Do I, in my life and parenting, point my children to Jesus?
This question haunts me. And God brought it to my mind anew this week as I prepared for a parent-child dedication at our church. After all, our children see all of us — the very best and the very worst. They see our fears, frustrations and sins, and they often reflect them back to us.
So parenting is hard on a good day. And this is especially true when we’re seeking to point our children to Jesus.
Our family is still learning how to proactively, intentionally point our children to Jesus. That said, we have discovered a few tools that have helpfed us in this journey. We hope they can be helpful to you, too.
Without further ado, here’s a book, an app, music and a podcast that have helped us, and I pray they’ll help you, too.
We own several storybook Bibles, but The Jesus Storybook Bible by Sally Lloyd-Jones (Zonderkidz, 2007) is by far the best. The writing is crisp and enjoyable. The artwork is beautiful. And Lloyd-Jones masterfully connects each story — from beginning to end — to the gospel of Jesus Christ.

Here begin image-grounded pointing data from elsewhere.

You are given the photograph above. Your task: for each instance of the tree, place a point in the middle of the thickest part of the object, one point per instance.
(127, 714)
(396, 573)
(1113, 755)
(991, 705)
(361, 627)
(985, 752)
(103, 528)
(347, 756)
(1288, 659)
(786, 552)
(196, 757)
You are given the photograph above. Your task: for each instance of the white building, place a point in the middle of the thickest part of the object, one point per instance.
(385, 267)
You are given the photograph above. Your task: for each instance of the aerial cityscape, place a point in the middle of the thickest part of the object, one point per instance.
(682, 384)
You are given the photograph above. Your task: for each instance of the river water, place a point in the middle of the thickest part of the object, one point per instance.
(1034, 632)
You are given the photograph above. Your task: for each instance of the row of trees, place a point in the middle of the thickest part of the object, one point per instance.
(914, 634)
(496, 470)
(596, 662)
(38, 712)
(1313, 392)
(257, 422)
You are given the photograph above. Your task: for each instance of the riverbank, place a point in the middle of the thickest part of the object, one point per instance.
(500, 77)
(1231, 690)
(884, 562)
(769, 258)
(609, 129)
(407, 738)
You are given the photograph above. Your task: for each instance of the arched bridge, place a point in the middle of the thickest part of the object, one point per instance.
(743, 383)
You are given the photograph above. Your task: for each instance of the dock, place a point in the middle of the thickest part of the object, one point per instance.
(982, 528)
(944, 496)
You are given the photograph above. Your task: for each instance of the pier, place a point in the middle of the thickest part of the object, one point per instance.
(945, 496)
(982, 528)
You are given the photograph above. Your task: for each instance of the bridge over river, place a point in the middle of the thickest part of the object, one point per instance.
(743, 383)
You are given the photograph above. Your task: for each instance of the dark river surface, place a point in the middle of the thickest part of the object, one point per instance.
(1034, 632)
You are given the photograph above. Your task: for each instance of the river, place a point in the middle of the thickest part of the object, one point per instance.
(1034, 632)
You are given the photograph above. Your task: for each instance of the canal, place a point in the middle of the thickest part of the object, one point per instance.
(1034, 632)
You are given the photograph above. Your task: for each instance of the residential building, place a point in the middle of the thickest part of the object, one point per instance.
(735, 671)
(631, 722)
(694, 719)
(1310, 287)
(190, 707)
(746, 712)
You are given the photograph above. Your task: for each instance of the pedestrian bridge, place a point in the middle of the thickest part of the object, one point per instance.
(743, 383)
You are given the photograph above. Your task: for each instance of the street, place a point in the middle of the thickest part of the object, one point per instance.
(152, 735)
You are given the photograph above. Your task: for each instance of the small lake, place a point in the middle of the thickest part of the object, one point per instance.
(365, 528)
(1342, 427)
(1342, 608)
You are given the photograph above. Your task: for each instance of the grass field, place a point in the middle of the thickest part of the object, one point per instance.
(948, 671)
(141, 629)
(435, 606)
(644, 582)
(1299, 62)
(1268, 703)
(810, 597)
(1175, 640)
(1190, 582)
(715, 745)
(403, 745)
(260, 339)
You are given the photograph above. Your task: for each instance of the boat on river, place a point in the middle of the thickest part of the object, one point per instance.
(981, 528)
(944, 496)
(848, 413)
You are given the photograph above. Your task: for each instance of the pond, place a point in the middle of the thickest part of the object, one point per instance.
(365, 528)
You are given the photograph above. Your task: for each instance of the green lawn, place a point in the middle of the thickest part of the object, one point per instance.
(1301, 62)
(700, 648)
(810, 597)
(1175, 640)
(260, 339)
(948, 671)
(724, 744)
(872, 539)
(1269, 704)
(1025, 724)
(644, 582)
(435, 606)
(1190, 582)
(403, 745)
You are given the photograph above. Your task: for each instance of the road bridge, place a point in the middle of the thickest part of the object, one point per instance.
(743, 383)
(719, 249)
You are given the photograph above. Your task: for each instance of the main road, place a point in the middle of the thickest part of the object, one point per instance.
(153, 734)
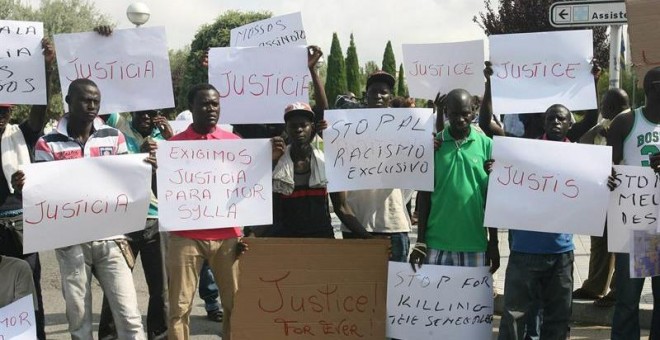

As you read this to your kids at bedtime, your kids will learn not just about individual stories in the Bible, but the full story of the Bible.
“Catechism.” The word sounds scary and intimidating, especially to those who grew up in my corner of Christian evangelicalism. But a catechism is simply a teaching tool to help children (and adults) learn basic biblical and theological tenets of the Christian, and this catechism comes in app form so anyone can use it.
The best part of this app is that it includes song versions of the questions for children. They’re surprisingly catchy; I sang one on and off all day last week.
Slugs and Bugs (AKA musician Randall Goodgame) creates fun-filled, Bible-saturated children’s music. In his series of “Sing the Bible” albums, he puts important Bible verses to music so kids can experience them in a new way. Again, I think I enjoy the songs as much as the kids do. I can no longer read the 10 Commandments without or Deuteronomy 6:4 without hearing Goodgame’s music in my head.
The songs are catchy, fun and thoroughly biblical. You and your kids will benefit from them.
Between the grandparents, social media and friends, everyone has an opinion about how you should parent — and everyone’s opinion seems different. Add in the weight of others’ expectations with the regular ups and downs of parenting, and life can be exhausting.
The Risen Motherhood podcast is dramatically different. Co-hosts Emily Jensen and Laura Wifler seek to apply the grace of the gospel to every parenting situation you encounter. Their words are a breath of fresh air in a stress filled world, and my wife has benefitted tremendously in listening this podcast.
More Than a Tool
These tools can be helpful. But our own faith is the most important element in raising our children to love Jesus. We cannot lead our children well if we are not following Jesus, actively serving the church and living out our faith in our daily lives.
Our kids will likely value and love the same things we value and love. If we want them to value and love Jesus with single-minded devotion, let’s model that for them — and these four tools will be the icing on the cake.